O processo de discussão interna no PT sobre como conduzir a eleição para a Prefeitura do Recife, no ano que vem, pode levar o partido a se isolar das demais forças de esquerda, como aconteceu nas eleições de 1996. Na ocasião, Humberto Costa se negou a sair candidato porque a maioria do partido decidiu não se aliar ao então governador Miguel Arraes (PSB), e João Paulo disputou a eleição com Roberto Magalhães, encontrando dificuldade de apoio dentro do próprio PT. A história parece se repetir, pois a maior parte das tendências petistas é contra uma aliança ampla, onde estejam o PPS e PSDB. O único grupo que defende o apoio é a Unidade na Luta (UL), tendo Humberto como principal líder.

Preocupado com a possibilidade do episódio se repetir, o presidente regional do PT, deputado federal Fernando Ferro, disse que vai levar a discussão para a reunião da executiva, na próxima segunda-feira. Inicialmente, ele se coloca contrário a uma aliança com o PPS e PSDB, mas acha prematuro discutir a questão. "É preciso muita prudência e maturidade para o PT não se isolar como em 96. Sozinho, o partido não tem chance de vitória", avalia Ferro. A sindicalista Beatriz Gomes, da UL, critica a posição das demais tendências, acusando-as de adotar uma "política fechada e limitada, difícil de trabalhar politicamente".
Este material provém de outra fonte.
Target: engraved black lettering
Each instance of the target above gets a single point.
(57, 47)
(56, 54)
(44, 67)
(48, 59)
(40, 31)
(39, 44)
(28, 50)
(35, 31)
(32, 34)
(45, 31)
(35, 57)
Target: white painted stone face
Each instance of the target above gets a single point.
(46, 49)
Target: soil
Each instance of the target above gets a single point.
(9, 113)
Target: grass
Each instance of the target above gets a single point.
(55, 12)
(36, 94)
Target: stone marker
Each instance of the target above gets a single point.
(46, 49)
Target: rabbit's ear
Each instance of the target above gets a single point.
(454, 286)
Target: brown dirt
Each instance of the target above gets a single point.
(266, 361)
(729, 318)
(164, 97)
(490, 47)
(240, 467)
A definição de Beatriz causa reação: "Estamos abertos ao diálogo, desde que a discussão não se afaste da história do PT. E não é porque uma pessoa deixa o PSDB que a gente vai se coligar. Tudo isso será levado em conta quando formos discutir políticas de alianças. O PPS não sabe o que quer: uma hora é governo, outra é oposição", rebate Paulo Ubiratan, da tendência Florestan Fernandes (FF). "Só vamos nos aliar com quem romper com os governos Federal e Estadual", acrescenta Sheila Oliveira, da Brasil Socialista (BS).

A Democracia Socialista (DS) também é contra a coligação com os dois partidos. "Acredito que esse é o sentimento não só de algumas tendência, mas da maioria da executiva do PT", ressalta Aloízio Camilo, da DS. "O PSDB pernambucano é o mesmo PSDB nacional. Como é que pode ser bom aqui e ruim em nível nacional?", considera Jesualdo Campos, de O Trabalho.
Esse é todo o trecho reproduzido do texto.